Paul Udoto, Director General Kenya Wildlife Service (KWS) said the celebrated elephant died Tuesday morning (February 4, 2020) in Madea area of Amboseli.

“The park management visited the scene and secured the body. The body is on the way to National Museums of Kenya in Nairobi for a taxidermist to prepare the body for preservation for education and exhibition purposes,” said Udoto.

KWS says, Tim was was the ‘great patriarch of Amboseli National Park. A benevolent, slow-moving preserver of the peace at Amboseli, he was well known and loved throughout Kenya, “Big Tim is one of Africa’s last big tusker elephants that roam in a vast, remote wilderness of Southern Kenya.”

“An unassuming matriarch that was always unusually welcomed by females and their families.”

Tim and Tolstoy Elephants walking in Africa
Tim and Tolstoy Elephants walking in Africa

In 2019, Big Life Foundation said Tim lost most of his family to poachers. “Within his first few years of life, he lost three of his relatives to suspected poaching incidents, followed by his mother Trista, who was speared to death by poachers when he was only 8. He would continue to lose more family members as time passed, including his sister Tallulah, speared in 2003.”

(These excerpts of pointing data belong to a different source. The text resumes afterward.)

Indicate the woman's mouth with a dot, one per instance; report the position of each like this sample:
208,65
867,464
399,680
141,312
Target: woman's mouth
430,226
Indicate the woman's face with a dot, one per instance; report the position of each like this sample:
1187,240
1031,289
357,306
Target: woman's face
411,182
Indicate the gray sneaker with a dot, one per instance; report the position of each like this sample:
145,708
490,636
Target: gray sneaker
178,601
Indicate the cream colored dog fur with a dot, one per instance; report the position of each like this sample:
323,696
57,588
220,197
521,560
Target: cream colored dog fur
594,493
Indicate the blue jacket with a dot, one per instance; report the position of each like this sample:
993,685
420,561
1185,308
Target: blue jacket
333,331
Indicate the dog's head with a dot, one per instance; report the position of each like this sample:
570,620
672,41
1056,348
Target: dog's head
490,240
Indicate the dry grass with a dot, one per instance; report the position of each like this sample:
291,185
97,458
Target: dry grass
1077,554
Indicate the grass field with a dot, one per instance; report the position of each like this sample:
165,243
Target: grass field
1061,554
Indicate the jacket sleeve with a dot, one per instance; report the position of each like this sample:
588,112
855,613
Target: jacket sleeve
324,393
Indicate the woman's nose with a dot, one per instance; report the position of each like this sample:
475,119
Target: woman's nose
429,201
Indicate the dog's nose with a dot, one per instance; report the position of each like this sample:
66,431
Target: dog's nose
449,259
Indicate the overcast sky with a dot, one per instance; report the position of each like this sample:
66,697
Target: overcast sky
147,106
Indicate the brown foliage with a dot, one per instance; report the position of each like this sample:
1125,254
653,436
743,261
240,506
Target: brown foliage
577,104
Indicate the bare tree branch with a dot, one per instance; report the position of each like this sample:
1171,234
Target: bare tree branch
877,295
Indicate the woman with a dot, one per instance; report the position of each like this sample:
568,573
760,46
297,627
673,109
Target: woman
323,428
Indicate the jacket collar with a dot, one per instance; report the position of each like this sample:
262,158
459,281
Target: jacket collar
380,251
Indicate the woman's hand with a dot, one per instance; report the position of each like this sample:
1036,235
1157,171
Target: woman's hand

CEO Wildlife Direct Paula Kahumbu said “The great tuskers are an irreplaceable symbol of our continent’s unique natural heritage. But their magnificent tusks act like a magnet for poachers (and in some countries still for trophy hunters) and means that these elephants are constantly at risk.”


“Tim has since come to represent all of the different values, positive and negative, that humans place on an elephant’s life. To poachers he is a target, to farmers he is a costly nuisance, to tourists he is a marvel, and to conservationists, he is a symbol of hope that our efforts are working,” Big Life Foundation.

The Amboseli Trust for Elephants, has documented Tim’s life since he was 2 years old.